Depois entramos no meio das dunas do deserto com aquele caminhonetão parecido com o que dirigíamos. O cara ia na velocidade atento às trilhas e escolhendo os lugares onde não iria atolar na areia fofa. Se fosse eu no volante já tinha caído em um areia movediça nos primeiros 200m... ::lol4::::lol4:: Foram muitas dunas descidas com emoção, enquanto o guia contava do baixo risco das manobras e divertia-se com nosso apavoro. “Teve uma vez que o carro capotou na duna e uma gringa quebrou o pescoço e morreu, mas é raro” comentava ele ao meio de risadas... :o:o::vapapu:: ::vapapu::
Chegando perto de Sandwich Harbor não conseguimos avançar até o destino final, pois a maré estava alta e subindo, e como o caminho era entre os paredões de dunas e o mar, não seria possível seguir por ali.

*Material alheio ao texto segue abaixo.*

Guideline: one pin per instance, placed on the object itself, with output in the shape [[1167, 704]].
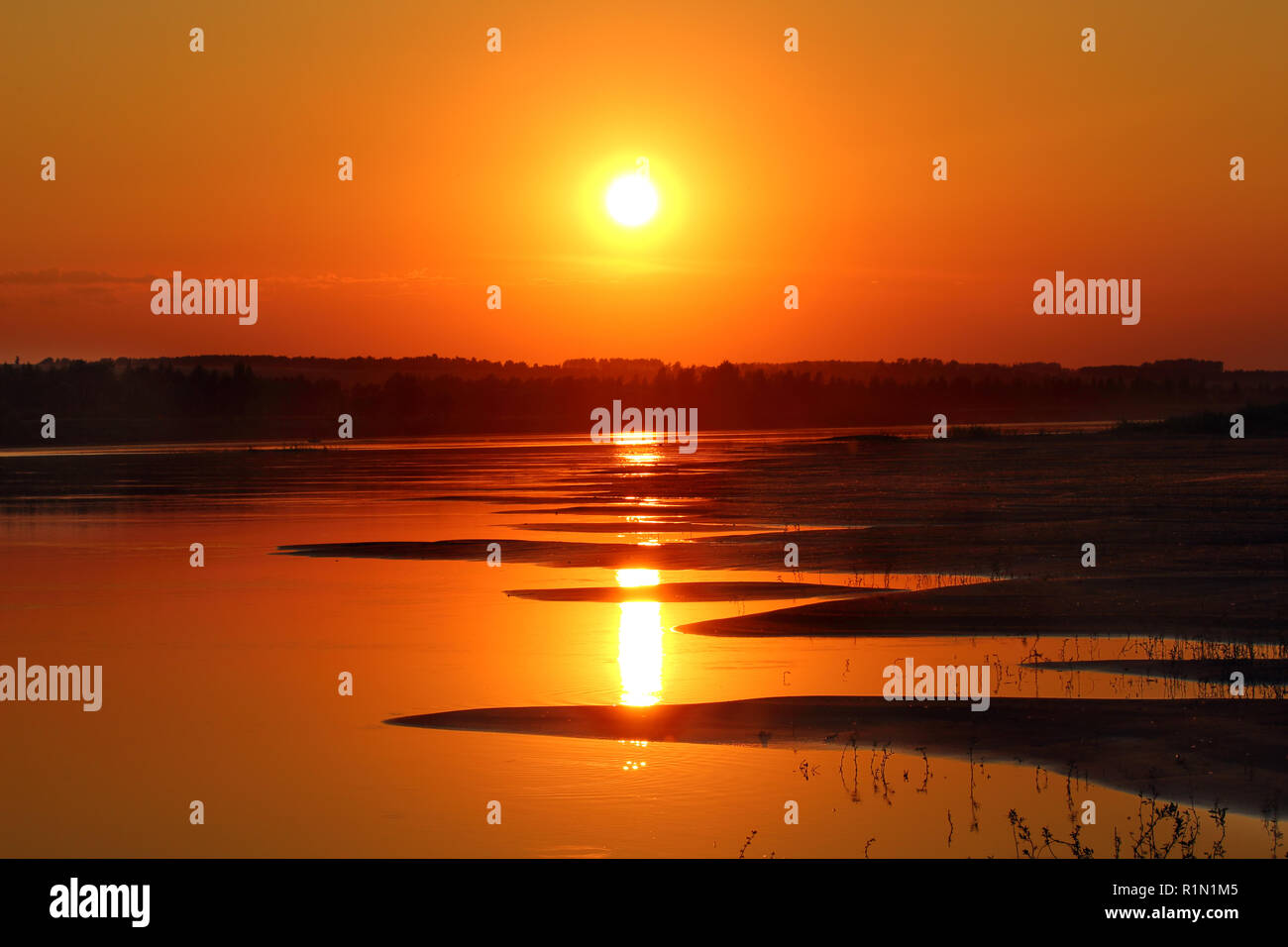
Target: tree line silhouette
[[231, 397]]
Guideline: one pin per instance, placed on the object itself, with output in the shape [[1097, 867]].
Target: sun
[[631, 200]]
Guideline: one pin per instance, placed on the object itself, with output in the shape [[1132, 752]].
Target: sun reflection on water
[[639, 642]]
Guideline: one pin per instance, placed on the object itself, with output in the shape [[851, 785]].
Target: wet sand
[[1203, 751]]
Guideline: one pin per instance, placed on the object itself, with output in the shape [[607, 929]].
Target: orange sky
[[810, 169]]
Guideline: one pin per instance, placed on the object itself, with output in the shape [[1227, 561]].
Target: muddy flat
[[1227, 608], [1256, 672], [692, 591]]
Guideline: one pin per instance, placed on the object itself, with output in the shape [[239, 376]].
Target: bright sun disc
[[631, 200]]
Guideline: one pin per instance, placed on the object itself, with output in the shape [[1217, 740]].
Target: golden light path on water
[[639, 642]]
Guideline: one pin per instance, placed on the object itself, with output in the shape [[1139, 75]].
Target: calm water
[[220, 684]]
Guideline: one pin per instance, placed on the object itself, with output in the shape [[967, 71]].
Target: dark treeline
[[227, 397]]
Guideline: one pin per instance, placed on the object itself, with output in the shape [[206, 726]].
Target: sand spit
[[1197, 751]]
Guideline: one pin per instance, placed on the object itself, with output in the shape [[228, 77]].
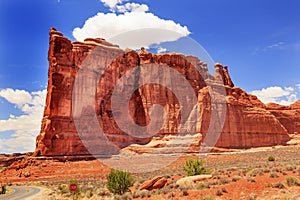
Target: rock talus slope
[[248, 122]]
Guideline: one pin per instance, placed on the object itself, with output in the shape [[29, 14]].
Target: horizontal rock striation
[[248, 122]]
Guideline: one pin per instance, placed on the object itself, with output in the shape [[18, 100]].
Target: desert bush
[[236, 178], [271, 158], [224, 181], [119, 181], [194, 167], [289, 168], [202, 185], [255, 172], [292, 181], [278, 185], [219, 193], [63, 188], [252, 196], [273, 175]]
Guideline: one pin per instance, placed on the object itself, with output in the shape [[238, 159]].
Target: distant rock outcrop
[[248, 122]]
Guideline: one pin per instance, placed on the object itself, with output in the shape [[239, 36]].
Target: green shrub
[[194, 167], [271, 159], [236, 178], [291, 181], [223, 181], [119, 181]]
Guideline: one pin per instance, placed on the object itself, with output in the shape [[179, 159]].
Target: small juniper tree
[[119, 181]]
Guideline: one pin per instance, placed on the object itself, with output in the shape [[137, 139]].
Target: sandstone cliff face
[[248, 122], [289, 116]]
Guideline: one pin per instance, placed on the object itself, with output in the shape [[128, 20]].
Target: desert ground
[[243, 174]]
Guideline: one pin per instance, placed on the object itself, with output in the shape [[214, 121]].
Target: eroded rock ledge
[[248, 123]]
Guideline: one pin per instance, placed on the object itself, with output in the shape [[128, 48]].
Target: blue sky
[[259, 40]]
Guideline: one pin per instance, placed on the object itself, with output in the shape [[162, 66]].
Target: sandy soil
[[238, 175]]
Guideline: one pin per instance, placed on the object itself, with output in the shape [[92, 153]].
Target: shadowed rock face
[[248, 122]]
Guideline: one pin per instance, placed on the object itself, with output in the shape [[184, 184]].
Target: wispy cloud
[[276, 94], [270, 47], [25, 127]]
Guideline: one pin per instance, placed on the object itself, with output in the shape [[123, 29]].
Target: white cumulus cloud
[[130, 17], [132, 7], [276, 94], [111, 3], [23, 128]]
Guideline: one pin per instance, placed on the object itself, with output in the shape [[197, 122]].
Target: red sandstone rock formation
[[288, 116], [248, 123]]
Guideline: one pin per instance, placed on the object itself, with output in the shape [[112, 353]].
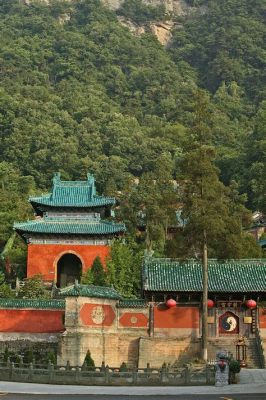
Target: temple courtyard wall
[[112, 334], [43, 258]]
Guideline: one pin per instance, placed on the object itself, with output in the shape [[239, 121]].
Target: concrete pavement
[[251, 381], [34, 388]]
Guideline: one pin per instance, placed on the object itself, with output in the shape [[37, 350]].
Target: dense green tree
[[123, 263], [210, 213], [33, 288], [98, 273]]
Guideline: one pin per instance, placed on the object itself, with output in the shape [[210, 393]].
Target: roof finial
[[91, 181], [56, 178]]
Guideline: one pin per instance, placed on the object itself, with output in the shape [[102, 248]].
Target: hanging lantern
[[251, 303], [210, 303], [171, 303]]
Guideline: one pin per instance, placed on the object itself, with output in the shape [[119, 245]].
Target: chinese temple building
[[72, 226], [231, 286]]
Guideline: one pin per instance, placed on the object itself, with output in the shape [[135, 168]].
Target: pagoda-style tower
[[68, 231]]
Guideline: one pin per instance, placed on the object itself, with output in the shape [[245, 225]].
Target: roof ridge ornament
[[91, 181], [56, 179]]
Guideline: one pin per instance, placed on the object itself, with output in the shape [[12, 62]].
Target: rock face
[[162, 30], [178, 7]]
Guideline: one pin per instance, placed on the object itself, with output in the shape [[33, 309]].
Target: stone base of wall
[[157, 351], [112, 349], [18, 343]]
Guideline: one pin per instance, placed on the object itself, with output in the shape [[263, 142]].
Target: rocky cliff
[[178, 7]]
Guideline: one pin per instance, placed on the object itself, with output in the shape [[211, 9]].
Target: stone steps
[[214, 345]]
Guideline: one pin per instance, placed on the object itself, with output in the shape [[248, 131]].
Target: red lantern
[[210, 303], [251, 303], [171, 303]]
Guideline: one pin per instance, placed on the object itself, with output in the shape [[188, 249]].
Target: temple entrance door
[[228, 323], [69, 268]]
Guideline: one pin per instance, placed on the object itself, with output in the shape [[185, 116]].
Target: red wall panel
[[43, 258], [97, 314], [262, 318], [176, 317], [31, 321], [138, 320]]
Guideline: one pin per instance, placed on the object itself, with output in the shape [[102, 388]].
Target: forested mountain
[[80, 93]]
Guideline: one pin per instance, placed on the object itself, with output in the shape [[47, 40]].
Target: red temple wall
[[262, 318], [43, 258], [176, 317], [31, 321]]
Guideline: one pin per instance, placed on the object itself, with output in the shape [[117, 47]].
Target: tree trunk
[[204, 297]]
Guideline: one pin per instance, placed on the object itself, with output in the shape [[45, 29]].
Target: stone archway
[[228, 323], [69, 269]]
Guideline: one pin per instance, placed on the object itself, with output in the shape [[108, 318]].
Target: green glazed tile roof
[[32, 303], [132, 303], [231, 276], [73, 194], [90, 291], [68, 225]]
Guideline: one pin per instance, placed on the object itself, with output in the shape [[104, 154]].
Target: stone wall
[[31, 321], [157, 351], [115, 335]]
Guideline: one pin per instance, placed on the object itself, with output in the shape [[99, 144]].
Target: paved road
[[99, 397]]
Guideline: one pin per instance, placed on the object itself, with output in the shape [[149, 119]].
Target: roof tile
[[231, 276]]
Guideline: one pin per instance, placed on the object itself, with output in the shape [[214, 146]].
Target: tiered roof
[[69, 226], [60, 211], [164, 275], [90, 291], [68, 194]]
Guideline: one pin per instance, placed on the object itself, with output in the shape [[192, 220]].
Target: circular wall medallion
[[133, 320], [97, 314]]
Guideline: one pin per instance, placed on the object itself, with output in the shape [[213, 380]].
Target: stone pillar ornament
[[222, 369]]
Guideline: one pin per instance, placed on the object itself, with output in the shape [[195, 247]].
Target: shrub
[[234, 366], [88, 361]]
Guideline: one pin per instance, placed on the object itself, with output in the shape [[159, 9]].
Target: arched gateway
[[69, 269], [70, 220]]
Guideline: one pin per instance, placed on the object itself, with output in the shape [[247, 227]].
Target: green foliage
[[138, 12], [124, 110], [123, 263], [28, 356], [87, 277], [213, 212], [33, 288], [234, 366], [98, 273], [123, 367], [88, 361], [51, 357], [6, 292]]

Subimos as dunas por ali mesmo e o visual era fantástico. Apesar de não termos ido ao ponto final, ficamos com a certeza de que dificilmente a paisagem conseguiria ser mais bonita que aquela! ::love::::love::
Na volta paramos para um almoço muito gostoso em meio ao deserto e um papo super divertido com o nosso guia nota 10 (infelizmente esqueci o nome dele e da companhia que ele trabalhava). ::prestessao::
Chegamos às 14h30 no hostel, um pouco depois que esperávamos, e seguimos voando para Windhoek para evitar a estrada de noite. Este trajeto era mais tranquilo, finalmente todo asfaltado. Foram 4h até lá com um pouco de transito na chegada.
Chegando novamente no Hostel Chameleon, qual seria a opção de janta?? Joes, é claro. :D Não conseguimos nos convencer que arriscar uma outra opção de restaurante valeria a pena.. Sério, aquele Joes é demais!! ::lol4::
Era nossa última noite na Namíbia, e o dia seguinte seria apenas aeroportos, a estratégia era beber umas e se cansar para ter mais forçar para dormir nos aviões... ::hahaha::::hahaha:: . Fomos num cassino meio sem graça no hotel Hilton que era perto dali (única construção que estava com a pintura em dia na cidade). Mas não duramos muito e fomos dormir após o Guerrinha quase enriquecer no Black Jack e perder tudo na sequência.